More potential candidates
There could be eight or more organized campaigns this year, as Manitoba Families Minister Rochelle Squires, former provincial Liberal leader Rana Bokhari and former Winnipeg mayor and Ontario Liberal MPP Glen Murray have all been the subject of polls to gauge voter support.
Murray did not respond to requests for comment.
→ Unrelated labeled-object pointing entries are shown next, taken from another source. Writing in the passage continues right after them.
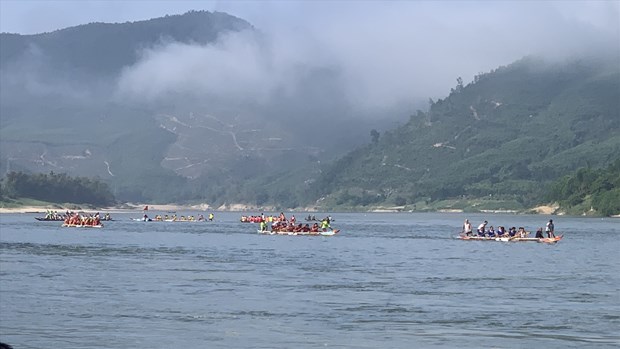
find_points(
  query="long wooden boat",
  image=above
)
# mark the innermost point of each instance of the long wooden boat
(82, 226)
(300, 233)
(511, 239)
Bokhari would not confirm or deny an interest in running for mayor, and said she will declare her intentions soon.
Squires declined to confirm or deny an interest in running and suggested she will state her intentions after June 1. According to city rules, she would not have to resign her seat in the Manitoba Legislature if she chooses to run for mayor.
Even without more candidates, the potential field of organized or well-known candidates would dwarf the Winnipeg mayoral races of 2014, 2004, 1998 and 1992 — when, respectively, Bowman, Sam Katz, Murray and Susan Thompson were first elected.
With so many strong candidates running this year, fractured voting will make campaign organization matter even more. With a crowded field, Winnipeg may not elect the most popular mayor, but the one who did the best job of identifying their supporters and getting them to the polls.
Popular opinion matters more in races with fewer candidates, where small differences in voter support tend to get magnified beyond the ability of organized campaigns to overcome.
This is why politicians who enjoy strong name recognition — such as Charleswood-Tuxedo-Westwood Coun. Kevin Klein, who mused for months about running for mayor — may choose to sit out the 2022 race.
While it will take a tremendous amount of work for any mayoral campaign to succeed this year, there is no guarantee that hard work will translate into a victory.
Most of the candidates registered this year have at least one strength.
Ouellette and Motkaluk have mounted organized mayoral campaigns before. Gillingham has a considerable amount of council experience. Shone, the co-creator of the Swamp Donkey adventure race, could tap into a built-in network of highly motivated endurance racers. Loney can rely on a large network of community activists.
In other words, anyone who tells you today what will happen on election day in October is talking nonsense. At this very early juncture, anything can happen.